Forward and inverse design for structural design via supervised autoencoder

Recently, there has been great interests in applying mechanine learning to design composite materials. Early studies in optimizing materials properties usually use a supervised machine learning (ML) model as a forward solver. Typically, a supervised ML model is trained with a very large datasets and then the supervised model is used to predict materials outside the traning sets. Another approach is to train a supervised model iteratively with small datasets, similar to optimization tool such as genetic algorithm or greedy algorithm, and ask the model to generate superior designs.
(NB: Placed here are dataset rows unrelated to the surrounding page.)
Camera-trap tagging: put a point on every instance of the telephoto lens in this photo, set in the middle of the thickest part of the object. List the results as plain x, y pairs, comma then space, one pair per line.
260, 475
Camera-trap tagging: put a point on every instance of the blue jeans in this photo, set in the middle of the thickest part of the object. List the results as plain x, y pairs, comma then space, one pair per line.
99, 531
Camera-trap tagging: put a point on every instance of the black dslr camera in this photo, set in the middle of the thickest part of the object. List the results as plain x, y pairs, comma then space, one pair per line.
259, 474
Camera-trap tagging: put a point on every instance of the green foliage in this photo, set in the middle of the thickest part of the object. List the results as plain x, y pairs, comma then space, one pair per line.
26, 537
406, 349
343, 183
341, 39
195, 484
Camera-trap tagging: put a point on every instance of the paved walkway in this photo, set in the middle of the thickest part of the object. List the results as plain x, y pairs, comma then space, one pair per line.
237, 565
More details can be found in my paper[1] or my other post on using CNN to search optimal kirigami design.

Another popular machine learning approach to generate new designs is generative model such as autoencoder (AE), variational autoencoder (VAE), and Generative Adversarial Neural Networks (GANs). Generative models have shown great success in generating realistic synthetic data. Motivated by this advancement, we adopted this type of generative models to solve forward and inverse problem in mechanics. In this work we propose a supervised autoencoder (sAE) for inverse structural design. We set up our training such that we can evaluate the effectiveness of interpolation (generating new designs) within and outside the training domain. First, we find that the sAE is able to generate designs consisting of mixed cuts even though the sAE is trained with kirigami structures with only parallel and orthogonal cuts, which shows the ability of sAE to perform interpolation in the latent space. Moreover, in the latent space, the sAE captures similarities and differences between distinct structures with different cut types whereas the information about cut types is not provided during the training. As generalization requires diversity in the training set, we can leverage the ability of the sAE to distinguish different structures in the latent space to use it as an exploration strategy to propose designs that lie outside the training data.

Basic principles of sAE

An autoencoder (AE) consists of two parts: (i) an encoder $\mathcal{E}$ that maps a vector to a reduced representation and (ii) a decoder $\mathcal{D}$ that reconstructs a vector to its original representation from the reduced representation. The standard loss function of AE is

\[\mathcal{L}^{\mathcal{X}}(\pmb{x},\pmb{x}')=\frac{1}{m}\sum_{i=1}^{m}|\pmb{x}^{(i)}-\pmb{x}'^{(i)}|^2=\frac{1}{m}\sum_{i=1}^{m}|\pmb{x}^{(i)}-\mathcal{D}(\mathcal{E}(\pmb{x}^{(i)}))|^2,\]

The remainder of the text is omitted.